GLENN: You guys should be ashamed of yourself. You should be ashamed of yourself.
PAT: It's nothing but a leftwing hatchet job.
GLENN: I mean, it's amazing.
STU: There are some good examples there if you want to really understand in a nutshell how these people do these reports.
GLENN: Yeah.
STU: It's very specific. This is how they do it. A great example here.
GLENN: Let's go.
PAT: Go through it.
GLENN: This is case study of hatchet jobs. Here it is.
VOICE: There's a lot of emotions swirling over this issue. Remember it wasn't so long ago that Glenn Beck called President Obama a racist. So his choice of timing to hold his rally here tomorrow, a surprise to say the least.
PAT: For whom? First of all, it was almost a year ago.
STU: It was more than a year ago.
GLENN: More than a year ago.
PAT: More than a year ago. So it was quite a while ago, Hon, and it's been covered over and over.
GLENN: Huh?
PAT: A Hon or a Puddin'.
STU: Yeah.
PAT: It's been over a year, Puddin'. Seriously.
STU: Seriously.
PAT: Get over it.
GLENN: No, wait. We've already talked about it. We've addressed it.
PAT: We've addressed it a million times. Thousands of reasons.
GLENN: A million times.
STU: Thousands of hours of broadcast since that comment.

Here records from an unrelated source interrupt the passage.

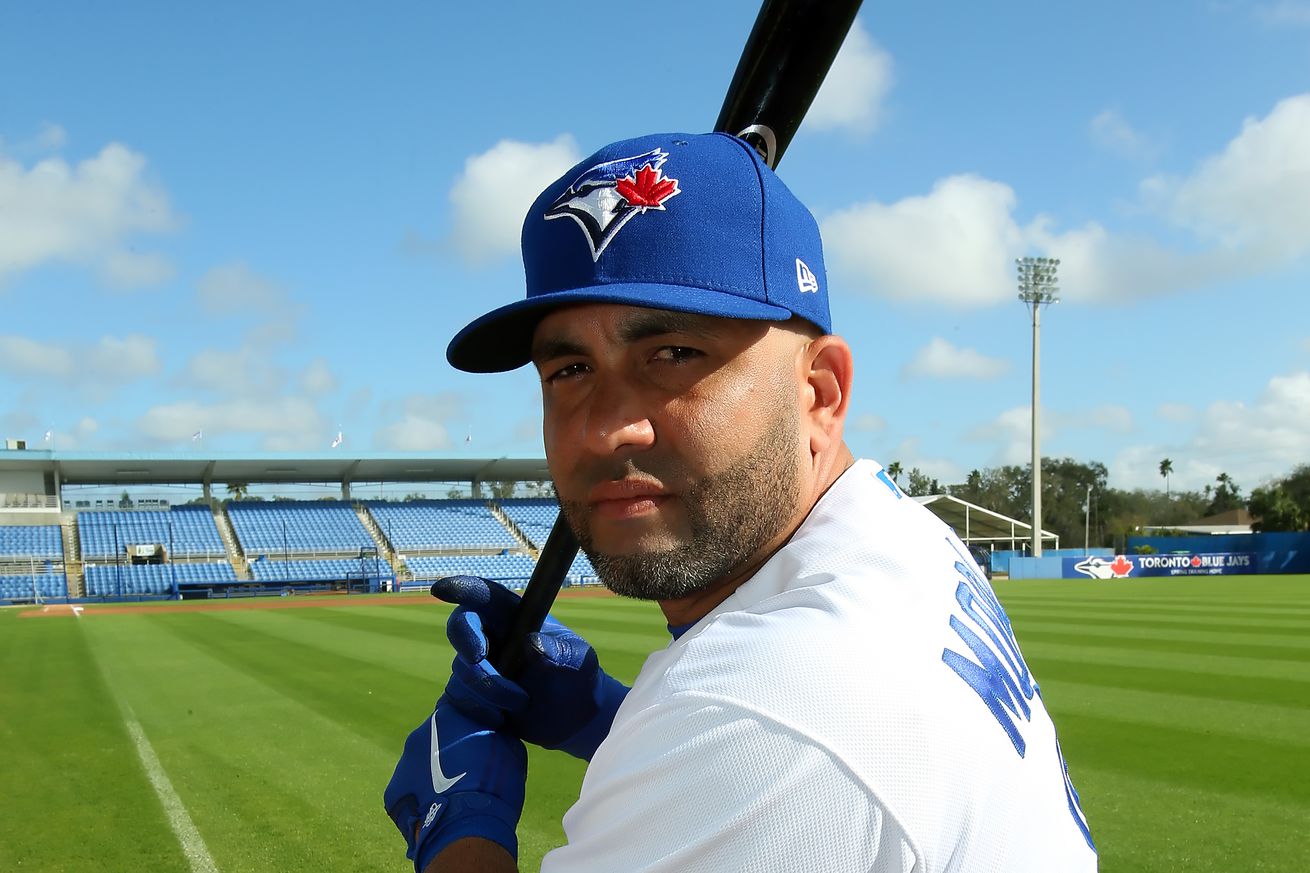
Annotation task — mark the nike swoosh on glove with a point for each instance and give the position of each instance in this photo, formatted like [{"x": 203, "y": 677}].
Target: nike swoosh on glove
[
  {"x": 456, "y": 779},
  {"x": 562, "y": 699}
]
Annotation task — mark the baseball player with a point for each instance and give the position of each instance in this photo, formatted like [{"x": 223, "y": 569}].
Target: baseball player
[{"x": 841, "y": 691}]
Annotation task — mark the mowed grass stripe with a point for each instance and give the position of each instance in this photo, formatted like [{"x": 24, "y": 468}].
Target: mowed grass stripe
[
  {"x": 1243, "y": 645},
  {"x": 1133, "y": 671},
  {"x": 1131, "y": 619},
  {"x": 1239, "y": 720},
  {"x": 1179, "y": 755},
  {"x": 75, "y": 795},
  {"x": 270, "y": 783},
  {"x": 1215, "y": 665},
  {"x": 1148, "y": 825}
]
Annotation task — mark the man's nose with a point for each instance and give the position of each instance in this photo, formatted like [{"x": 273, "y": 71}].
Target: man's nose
[{"x": 616, "y": 420}]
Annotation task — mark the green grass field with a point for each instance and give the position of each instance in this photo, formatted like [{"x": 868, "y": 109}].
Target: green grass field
[{"x": 1183, "y": 709}]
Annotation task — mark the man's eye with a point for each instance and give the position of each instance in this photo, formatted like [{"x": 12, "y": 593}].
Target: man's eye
[
  {"x": 566, "y": 372},
  {"x": 676, "y": 354}
]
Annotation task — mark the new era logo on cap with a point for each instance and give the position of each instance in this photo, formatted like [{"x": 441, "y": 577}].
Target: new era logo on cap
[{"x": 806, "y": 278}]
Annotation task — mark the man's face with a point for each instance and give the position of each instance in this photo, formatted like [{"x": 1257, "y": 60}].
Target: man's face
[{"x": 673, "y": 441}]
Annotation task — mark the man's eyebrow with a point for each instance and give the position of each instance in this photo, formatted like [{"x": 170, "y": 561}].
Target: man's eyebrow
[
  {"x": 656, "y": 323},
  {"x": 553, "y": 348}
]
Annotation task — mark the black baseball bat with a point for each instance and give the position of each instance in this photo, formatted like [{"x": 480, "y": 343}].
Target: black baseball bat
[{"x": 786, "y": 57}]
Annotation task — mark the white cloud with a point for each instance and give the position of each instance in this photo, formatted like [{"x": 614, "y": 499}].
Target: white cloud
[
  {"x": 233, "y": 372},
  {"x": 1249, "y": 209},
  {"x": 1255, "y": 194},
  {"x": 1112, "y": 133},
  {"x": 493, "y": 194},
  {"x": 1177, "y": 413},
  {"x": 955, "y": 244},
  {"x": 136, "y": 269},
  {"x": 83, "y": 214},
  {"x": 284, "y": 424},
  {"x": 317, "y": 379},
  {"x": 867, "y": 424},
  {"x": 422, "y": 424},
  {"x": 108, "y": 361},
  {"x": 1251, "y": 441},
  {"x": 235, "y": 289},
  {"x": 939, "y": 359},
  {"x": 909, "y": 456},
  {"x": 853, "y": 92}
]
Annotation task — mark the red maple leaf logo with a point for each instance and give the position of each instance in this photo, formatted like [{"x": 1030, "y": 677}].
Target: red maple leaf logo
[{"x": 649, "y": 190}]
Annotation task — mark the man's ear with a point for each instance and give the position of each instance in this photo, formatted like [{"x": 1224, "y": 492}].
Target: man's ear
[{"x": 829, "y": 370}]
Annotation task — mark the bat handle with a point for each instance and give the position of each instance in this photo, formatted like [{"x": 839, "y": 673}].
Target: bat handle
[{"x": 553, "y": 564}]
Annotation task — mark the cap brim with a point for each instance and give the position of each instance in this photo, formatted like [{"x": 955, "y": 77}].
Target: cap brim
[{"x": 502, "y": 338}]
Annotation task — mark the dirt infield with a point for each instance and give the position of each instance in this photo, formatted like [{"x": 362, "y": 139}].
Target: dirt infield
[{"x": 222, "y": 604}]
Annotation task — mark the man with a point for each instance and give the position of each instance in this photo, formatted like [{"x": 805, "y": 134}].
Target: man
[{"x": 842, "y": 690}]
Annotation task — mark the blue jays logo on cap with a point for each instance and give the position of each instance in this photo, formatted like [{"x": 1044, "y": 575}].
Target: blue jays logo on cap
[{"x": 608, "y": 195}]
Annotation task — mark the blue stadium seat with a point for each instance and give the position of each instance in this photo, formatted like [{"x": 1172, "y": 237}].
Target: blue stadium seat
[
  {"x": 186, "y": 531},
  {"x": 419, "y": 526},
  {"x": 33, "y": 542},
  {"x": 298, "y": 527}
]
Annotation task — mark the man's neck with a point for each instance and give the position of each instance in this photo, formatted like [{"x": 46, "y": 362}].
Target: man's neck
[{"x": 693, "y": 607}]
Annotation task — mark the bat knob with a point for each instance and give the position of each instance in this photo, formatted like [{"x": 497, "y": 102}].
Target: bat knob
[{"x": 763, "y": 140}]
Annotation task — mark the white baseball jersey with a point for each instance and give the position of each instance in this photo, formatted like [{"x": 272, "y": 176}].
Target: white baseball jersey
[{"x": 860, "y": 704}]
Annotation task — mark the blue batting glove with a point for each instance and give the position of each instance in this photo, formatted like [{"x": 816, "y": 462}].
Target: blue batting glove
[
  {"x": 456, "y": 779},
  {"x": 562, "y": 700}
]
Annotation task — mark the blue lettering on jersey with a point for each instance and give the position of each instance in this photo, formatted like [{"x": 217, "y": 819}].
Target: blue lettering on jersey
[
  {"x": 1073, "y": 800},
  {"x": 998, "y": 675}
]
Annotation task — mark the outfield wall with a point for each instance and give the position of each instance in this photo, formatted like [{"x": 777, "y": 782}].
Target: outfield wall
[{"x": 1281, "y": 552}]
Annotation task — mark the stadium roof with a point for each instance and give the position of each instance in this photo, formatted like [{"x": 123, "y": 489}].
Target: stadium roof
[
  {"x": 973, "y": 523},
  {"x": 165, "y": 468}
]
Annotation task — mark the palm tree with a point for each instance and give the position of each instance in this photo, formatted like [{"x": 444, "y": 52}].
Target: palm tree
[{"x": 1166, "y": 467}]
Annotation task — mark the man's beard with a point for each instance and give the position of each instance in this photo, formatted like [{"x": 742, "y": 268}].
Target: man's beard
[{"x": 732, "y": 514}]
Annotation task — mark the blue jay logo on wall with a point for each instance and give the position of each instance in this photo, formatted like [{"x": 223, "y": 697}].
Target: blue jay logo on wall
[{"x": 608, "y": 195}]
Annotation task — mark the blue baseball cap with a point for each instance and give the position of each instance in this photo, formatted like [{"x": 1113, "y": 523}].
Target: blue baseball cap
[{"x": 685, "y": 222}]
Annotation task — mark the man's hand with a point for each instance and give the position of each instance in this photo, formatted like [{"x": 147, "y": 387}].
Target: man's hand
[
  {"x": 456, "y": 779},
  {"x": 562, "y": 700}
]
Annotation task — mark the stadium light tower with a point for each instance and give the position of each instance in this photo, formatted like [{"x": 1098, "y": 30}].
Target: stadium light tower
[{"x": 1036, "y": 289}]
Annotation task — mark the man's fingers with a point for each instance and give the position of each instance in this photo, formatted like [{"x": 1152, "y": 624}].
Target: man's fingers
[
  {"x": 474, "y": 593},
  {"x": 464, "y": 631}
]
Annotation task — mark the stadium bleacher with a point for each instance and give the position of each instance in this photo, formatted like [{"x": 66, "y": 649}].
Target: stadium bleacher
[
  {"x": 502, "y": 568},
  {"x": 130, "y": 580},
  {"x": 417, "y": 526},
  {"x": 30, "y": 542},
  {"x": 186, "y": 531},
  {"x": 320, "y": 569},
  {"x": 532, "y": 515},
  {"x": 294, "y": 527},
  {"x": 26, "y": 586}
]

PAT: We've gone over the reasons for saying it then, you've changed your position a little bit now because you said
GLENN: Well, no, no.
PAT: You've learned more about him.
GLENN: I've learned more about him.
PAT: Yes.
GLENN: And it's not it's just not out of the hand race. That's not what he does. He sees America as an oppressor. It is his liberation theology that leads him to make the decision.
PAT: Where do you get that he's a liberation theologist?
GLENN: Definitely not from the Christian Science Monitor but from his own churches.
PAT: Like what? What evidence do you have that he's ever even heard liberation theology?
GLENN: The words that he said, the fact that he said in several speeches, the fact that he sat there for 20 years, that all of the preachers around him
PAT: His liberation theology church.
GLENN: Yeah. All the preachers that are around him and that have advised him are liberation theology guys. But other than that
PAT: Pfleger, Jeremiah Wright, we suspect Jim Wallis has some of that going on.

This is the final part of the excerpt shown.